Doctor Who at the BBC
Volume 2

Presenter: Elisabeth Sladen
BBC Audio
RRP 13.99
ISBN 0 563 52485 5
Available 06 September 2004

Elisabeth Sladen presents another time-travelling journey through the history of
Doctor Who on BBC radio and television. Once again, all manner of vintage programmes yield Who-themed features, from drama and comedy to interviews and behind-the-scenes items, from Matthew Waterhouse to The Mary Whitehouse Experience...

This eclectic mixture offers something for every fan, as it features archive material from as early as 1967, with the Cybermen's creator Kit Pedlar defending the show's violent content on BBC1's Talkback, to 2003, as John Lyttle and Clayton Hickman discuss the new series of Doctor Who on Radio 4's Today programme.

There are interviews with all of the television Doctors bar William Hartnell and Christopher Eccleston. Probably the most enjoyable interview is Siobhan Synnot's discussion with Paul McGann on Movies and Shakers, a BBC Radio Scotland programme from 1996. This actor is notorious for rarely giving interviews, but he is extremely frank and witty here.
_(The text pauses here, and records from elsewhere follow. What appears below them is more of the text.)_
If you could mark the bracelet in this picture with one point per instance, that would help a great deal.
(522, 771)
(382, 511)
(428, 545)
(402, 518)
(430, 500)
Extracts featuring Tom Baker demonstrate how moody he can be - and how much he hates Kojak! He is very chatty with Sue MacGregor on an edition of Woman's Hour from 1977, but is far less communicative when he and Louise (Leela) Jameson are interviewed by Bob Welling on Nationwide from a year earlier. Perhaps some of his hostility towards the idea of the savage character of Leela is showing through.

Lighter moments are provided by comedy clips from the likes of I'm Sorry I Haven't a Clue, The Mary Whitehouse Experience and Dead Ringers. The latter comprises the ultimate telephonic encounter between Jon Culshaw's version of Tom Baker and the real one. Baker provides some excellent repartee, and proves that Culshaw's eccentric portrayal isn't that far from the truth! The Mary Whitehouse clip, starring Steve Punt and Hugh Dennis, goes beyond the usual old jokes about cheap, wobbly sets - which is more than can be said of Injury Time, featuring Jimmy Mulville.
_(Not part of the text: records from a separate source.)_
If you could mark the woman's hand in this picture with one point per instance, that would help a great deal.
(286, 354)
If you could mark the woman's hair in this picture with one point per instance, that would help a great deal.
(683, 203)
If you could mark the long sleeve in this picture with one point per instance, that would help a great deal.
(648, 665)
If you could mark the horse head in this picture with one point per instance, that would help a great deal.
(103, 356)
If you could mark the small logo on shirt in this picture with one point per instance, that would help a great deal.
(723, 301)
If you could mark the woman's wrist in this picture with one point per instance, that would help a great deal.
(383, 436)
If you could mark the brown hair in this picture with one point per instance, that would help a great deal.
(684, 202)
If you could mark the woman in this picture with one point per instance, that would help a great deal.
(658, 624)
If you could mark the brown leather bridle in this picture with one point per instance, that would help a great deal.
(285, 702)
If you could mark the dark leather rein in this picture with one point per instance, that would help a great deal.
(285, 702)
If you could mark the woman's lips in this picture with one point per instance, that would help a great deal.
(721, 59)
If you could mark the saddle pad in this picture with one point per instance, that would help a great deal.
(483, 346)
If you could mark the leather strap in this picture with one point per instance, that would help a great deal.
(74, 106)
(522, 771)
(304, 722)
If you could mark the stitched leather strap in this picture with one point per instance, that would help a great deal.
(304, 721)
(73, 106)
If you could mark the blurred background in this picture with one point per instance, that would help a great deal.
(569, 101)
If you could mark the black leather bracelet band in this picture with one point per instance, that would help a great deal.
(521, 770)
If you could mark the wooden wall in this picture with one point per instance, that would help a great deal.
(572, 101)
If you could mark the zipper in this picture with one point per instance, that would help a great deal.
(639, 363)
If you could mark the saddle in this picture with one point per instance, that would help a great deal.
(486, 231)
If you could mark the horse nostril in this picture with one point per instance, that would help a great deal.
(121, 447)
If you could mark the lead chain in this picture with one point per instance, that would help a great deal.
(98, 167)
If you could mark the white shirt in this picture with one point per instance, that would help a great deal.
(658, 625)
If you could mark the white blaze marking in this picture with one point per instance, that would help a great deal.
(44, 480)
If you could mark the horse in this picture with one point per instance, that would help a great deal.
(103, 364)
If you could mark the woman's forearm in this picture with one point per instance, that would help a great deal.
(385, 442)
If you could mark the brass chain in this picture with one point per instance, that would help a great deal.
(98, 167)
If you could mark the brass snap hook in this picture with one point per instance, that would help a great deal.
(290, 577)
The one annoying characteristic of this double CD release is that it seems to be afraid that too long an item might risk losing the listener's attention. I doubt that this would actually have been the case had the amiable Terry Wogan's interview with Liz Sladen and Sue MacGregor's chat with Tom Baker not been chopped into more "manageable" size pieces.

However, that is my only real criticism of this enjoyable compilation of often extremely rare material.